Treatment for grass awns in dogs
Treatment for grass awns in dogs first involves identifying the injury, which is tricky because grass awns can be difficult to spot. At the vet, a thorough physical examination will help to determine the location of the grass awn. X-rays or ultrasound may also be used to locate awns. The goal of treatment is to successfully remove the grass awn and remove or heal any tissue that has been affected. This often involves surgery and antibiotic therapy, not to mention medicine against pain and inflammation3.
Prevention for grass awns in dogs
It’s difficult to completely rule out the chances of your dog coming into contact with grass awns. But here are some precautions you can take to avoid having to go to the vet with a grass awn emergency later:
- Check your dog’s coat and feet regularly; remove any grass seeds as soon as you find them
- If your dog has a long, shaggy coat, trim their hair (if that’s an option) in summer months
- Brush or comb your dog immediately after they spend time outdoors
- When inspecting your dog for awns, double check the toes, ears, and shoulders
- Trim the fur between your dog’s toes and paw pads (find out how to protect your dog’s feet like a pro)

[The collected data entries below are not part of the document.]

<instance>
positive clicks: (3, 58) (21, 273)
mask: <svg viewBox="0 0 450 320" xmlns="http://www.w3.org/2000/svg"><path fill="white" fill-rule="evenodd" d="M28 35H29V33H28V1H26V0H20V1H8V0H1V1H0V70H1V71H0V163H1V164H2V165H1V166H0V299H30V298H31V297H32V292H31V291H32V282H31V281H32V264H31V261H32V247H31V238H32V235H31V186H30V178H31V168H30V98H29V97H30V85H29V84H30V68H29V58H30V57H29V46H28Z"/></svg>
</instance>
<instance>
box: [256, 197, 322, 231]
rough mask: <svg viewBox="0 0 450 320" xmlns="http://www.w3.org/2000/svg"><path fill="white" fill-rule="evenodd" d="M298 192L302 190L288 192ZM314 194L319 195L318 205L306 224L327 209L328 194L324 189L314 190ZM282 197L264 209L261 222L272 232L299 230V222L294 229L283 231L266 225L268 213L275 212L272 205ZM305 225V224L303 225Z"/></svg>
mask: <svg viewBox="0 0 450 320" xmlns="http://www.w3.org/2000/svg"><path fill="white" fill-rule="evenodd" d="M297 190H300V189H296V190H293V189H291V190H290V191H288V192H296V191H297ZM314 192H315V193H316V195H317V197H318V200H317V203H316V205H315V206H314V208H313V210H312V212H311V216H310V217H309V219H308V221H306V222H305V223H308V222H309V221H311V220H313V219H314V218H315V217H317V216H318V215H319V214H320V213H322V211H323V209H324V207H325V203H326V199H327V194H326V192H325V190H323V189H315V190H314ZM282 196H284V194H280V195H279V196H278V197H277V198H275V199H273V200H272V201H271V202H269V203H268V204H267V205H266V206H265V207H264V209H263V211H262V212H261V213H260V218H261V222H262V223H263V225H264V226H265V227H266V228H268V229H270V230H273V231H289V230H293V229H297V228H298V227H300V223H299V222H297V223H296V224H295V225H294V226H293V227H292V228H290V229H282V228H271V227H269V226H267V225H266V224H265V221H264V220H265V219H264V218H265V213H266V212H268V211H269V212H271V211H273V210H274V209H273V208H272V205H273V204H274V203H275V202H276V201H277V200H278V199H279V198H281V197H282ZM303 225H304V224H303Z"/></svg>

- Learn what different types of grass awns look like, and which can be found in your area
- Keep potentially dangerous weeds out of your yard
- Avoid grassy fields and paths
- Walk your dog on a leash
- Get a Tractive GPS tracker to track your dog in real-time, and know if they wander off into a grassy patch. Live in an area where your dog can roam free? See if your buddy has spent a lot of time in the green in the past few days
- Use protective gear, such as a vest, in case your dog spends a lot of time outdoors in summer
Unfortunately, grass awns or grass seeds from various types of plants like barley and wheat can be a serious threat to dogs in summer. Awns are thin, sharp, spiky and barbed extensions of the flower or ear of a grass, designed to latch on to what’s nearby and spread its seeds. When the sharp ends of grass awns penetrate a dog’s body, it can lead to injury, illness, infection and – in extreme cases – death.
To keep your buddy safe, remove grass awns from your dog’s fur whenever you see them. If the awn is in your dog’s nose, or has punctured your dog’s body, take a trip to the vet. Do not attempt to remove the awn yourself, as this could cause it to snap and leave a small bit of it in your dog. This can lead to further issues like infection and inflammation. In the worst case scenario, grass awns in dogs can travel throughout your dog’s body, causing damage to vital organs, and hurting your furry friend’s health.
You can keep your dog safe from grass seeds by walking them on a leash to prevent them from running through grass, or tracking them with a GPS tracker. If they are outdoors often, a vest or other type of protective gear can come in handy. Inspect your dogs for grass awns after they spend time outside, and keep the fur between their toes trimmed.
If you suspect your dog has come in contact with foxtails, mean seeds or any type of grass awn, do not hesitate to seek veterinary assistance.